Our findings indicate that the DECA policy has made a positive contribution to the enhancement of air quality in both inland and underdeveloped coastal regions, aligning with previous research. However, this study uncovered heterogeneity in the policy’s effectiveness regarding air quality improvement, which is influenced by various geographical locations and developmental statuses of the cities. This variability indicates that the effectiveness of the policy is not universally applicable but rather influenced by local factors. In inland cities, the geographical position along the river emerged as the primary determinant of success. Conversely, in coastal cities, socioeconomic development indices served as key moderating factors, likely due to their stronger correlation with the scale of local shipping activity.

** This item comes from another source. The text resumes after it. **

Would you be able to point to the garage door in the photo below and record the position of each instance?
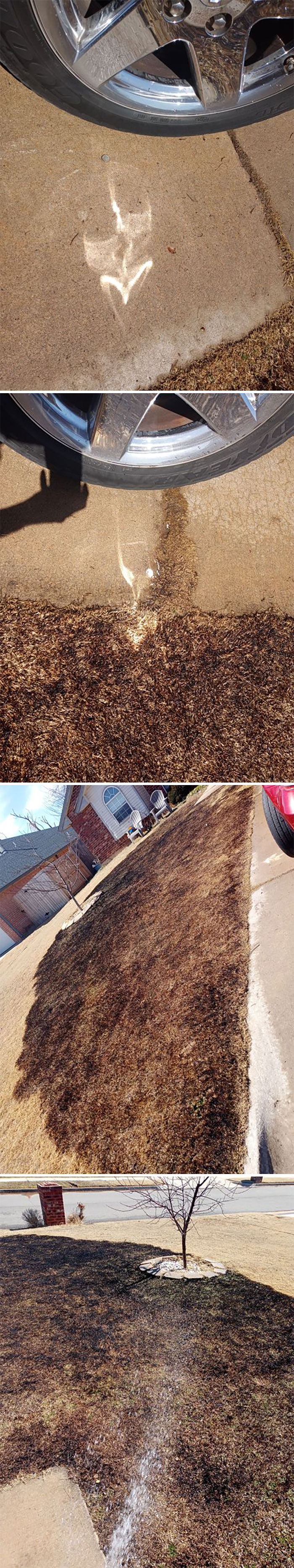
(39, 898)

These findings underscore the multifaceted and complex impacts of ECA policies, highlighting the necessity for a comprehensive assessment of ECA effectiveness. This study addresses the gap in evaluating China’s initiatives to regulate ship emissions by examining the implementation of ECA policy in both inland and underdeveloped coastal cities. It offers valuable insights for future comprehensive evaluations of the environmental benefits associated with ECA policies and serves as a reference for other countries seeking to develop similar policies within the region. More importantly, this study provides an important evidence base for designing sustainable maritime policies that both safeguard public health and promote economic development, thereby contributing to the sustainable development goals. The conclusions presented above are derived from macroeconomic low-frequency data. However, the dynamic interactions on shorter time scales require further validation through the application of higher-frequency data in future research.